Quand la maladie vous accable, il n'est de plus belle douceur que les soins d'un ami. Thomas Jefferson.
Chapitre 2
« Pas facile d'être nouveau, hein ? »
Une voix aiguë surgit à la droite de John, et le tira brusquement de ses pensées moroses.
Quand il tourna la tête vers la source du bruit, il se retrouva nez-à-nez avec une jeune fille de son âge, aux longs cheveux châtains qui étaient noués en une haute queue de cheval, un plateau de cantine rempli de nourriture, en mains.
Elle abordait un visage avenant, un sourire facile jouant sur ses lèvres pastelles, tandis qu'elle l'interrogeait du regard pour le joindre, à sa table.
« Ouais, tu l'as dit... » Répondit-il chaleureusement, en se décalant pour qu'elle puisse s'asseoir à côté de lui.
Il jeta un regard chagriné vers le plateau que posa Molly sur la table. Lui, ne pouvait pas manger la nourriture distribuée par la cantine du lycée. Il avait ses propres bocaux...
Au moment où elle posa ses fesses sur la chaise, elle lui révéla joyeusement, en renouant sa longue queue de cheval, où quelques mèches rebelles s'échappaient :
« On est dans la même classe ! Je suis Molly. »
John se contenta de hocher la tête avec amabilité, sans se donner la peine de se présenter, vu que son identité avait déjà été révélée par la professeure de ce matin.
Un petit rire cristallin franchit les lèvres de la jeune fille, avant qu'elle n'enchaîne avec énergie :
« J'étais morte de trouille à l'idée d'être seule au monde, sans amis, mais les élèves sont sympas... »
Son énergie naturelle était teintée d'une gène que John capta sans effort.

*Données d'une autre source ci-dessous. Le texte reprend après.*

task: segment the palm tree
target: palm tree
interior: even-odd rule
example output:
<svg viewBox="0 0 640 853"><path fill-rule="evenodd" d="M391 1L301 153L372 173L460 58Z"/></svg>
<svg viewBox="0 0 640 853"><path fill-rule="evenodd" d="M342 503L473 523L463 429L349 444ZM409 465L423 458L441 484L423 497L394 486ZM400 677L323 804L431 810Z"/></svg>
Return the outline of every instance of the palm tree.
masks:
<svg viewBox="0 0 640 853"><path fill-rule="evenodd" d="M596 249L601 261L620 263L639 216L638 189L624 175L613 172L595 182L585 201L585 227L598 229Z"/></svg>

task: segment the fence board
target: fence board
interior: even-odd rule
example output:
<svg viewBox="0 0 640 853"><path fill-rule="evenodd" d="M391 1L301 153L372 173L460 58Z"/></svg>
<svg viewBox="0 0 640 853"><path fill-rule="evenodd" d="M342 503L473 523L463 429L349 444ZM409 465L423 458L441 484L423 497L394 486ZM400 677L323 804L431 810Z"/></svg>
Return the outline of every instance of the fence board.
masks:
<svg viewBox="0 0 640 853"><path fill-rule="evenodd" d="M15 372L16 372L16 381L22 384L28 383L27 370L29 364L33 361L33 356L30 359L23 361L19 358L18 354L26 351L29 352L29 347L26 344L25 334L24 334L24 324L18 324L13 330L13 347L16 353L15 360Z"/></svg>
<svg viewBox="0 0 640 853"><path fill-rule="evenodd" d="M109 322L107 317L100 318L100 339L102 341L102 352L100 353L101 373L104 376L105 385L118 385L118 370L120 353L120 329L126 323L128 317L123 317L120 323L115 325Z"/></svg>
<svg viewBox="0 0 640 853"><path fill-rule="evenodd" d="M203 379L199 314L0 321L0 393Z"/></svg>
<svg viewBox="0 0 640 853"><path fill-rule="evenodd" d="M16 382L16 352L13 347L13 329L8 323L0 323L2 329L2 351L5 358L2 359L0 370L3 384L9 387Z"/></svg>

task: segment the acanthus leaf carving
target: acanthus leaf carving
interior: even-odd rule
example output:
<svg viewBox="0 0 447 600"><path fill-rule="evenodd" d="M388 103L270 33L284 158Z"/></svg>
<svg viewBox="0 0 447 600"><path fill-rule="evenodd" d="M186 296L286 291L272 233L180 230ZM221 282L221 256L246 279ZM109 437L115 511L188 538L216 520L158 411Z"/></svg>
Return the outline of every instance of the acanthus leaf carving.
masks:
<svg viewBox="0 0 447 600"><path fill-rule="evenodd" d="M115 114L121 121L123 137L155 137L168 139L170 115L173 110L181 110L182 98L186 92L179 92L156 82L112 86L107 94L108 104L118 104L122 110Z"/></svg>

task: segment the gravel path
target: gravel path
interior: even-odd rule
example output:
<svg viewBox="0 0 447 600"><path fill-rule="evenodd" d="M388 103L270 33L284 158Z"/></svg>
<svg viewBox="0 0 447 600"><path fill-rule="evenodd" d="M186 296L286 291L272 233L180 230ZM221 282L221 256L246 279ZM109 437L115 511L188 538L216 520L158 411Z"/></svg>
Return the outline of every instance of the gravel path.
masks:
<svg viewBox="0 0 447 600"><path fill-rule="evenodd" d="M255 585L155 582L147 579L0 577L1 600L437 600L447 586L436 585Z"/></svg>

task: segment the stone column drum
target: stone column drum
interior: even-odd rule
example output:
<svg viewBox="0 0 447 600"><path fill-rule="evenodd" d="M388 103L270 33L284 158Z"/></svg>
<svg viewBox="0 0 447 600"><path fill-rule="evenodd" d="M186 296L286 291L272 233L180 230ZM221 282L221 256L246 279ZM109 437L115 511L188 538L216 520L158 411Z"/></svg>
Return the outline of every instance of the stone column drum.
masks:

En effet, les yeux chocolats de Molly se braquaient timidement sur la lunette à oxygène transparente qui rentrait dans les narines de John, et elle avait bien des difficultés à détourner son regard.
Sentant que cette jeune fille était la gentillesse incarnée, John ne s'en offusqua pas, et il lui offrit un sourire sincèrement doux.
« Tu sais, tu peux me le demander... Je ne vais pas te mordre. » Dit-il gentiment, sans aucune hostilité dans son ton patient.
Une étincelle de honte s'embrasa dans le regard de Molly, et elle se tortilla sur sa chaise, en se raclant la gorge.
« Qu'est ce que tu as ? »
Sa voix était tellement timide que John dut faire un effort considérable pour l'entendre.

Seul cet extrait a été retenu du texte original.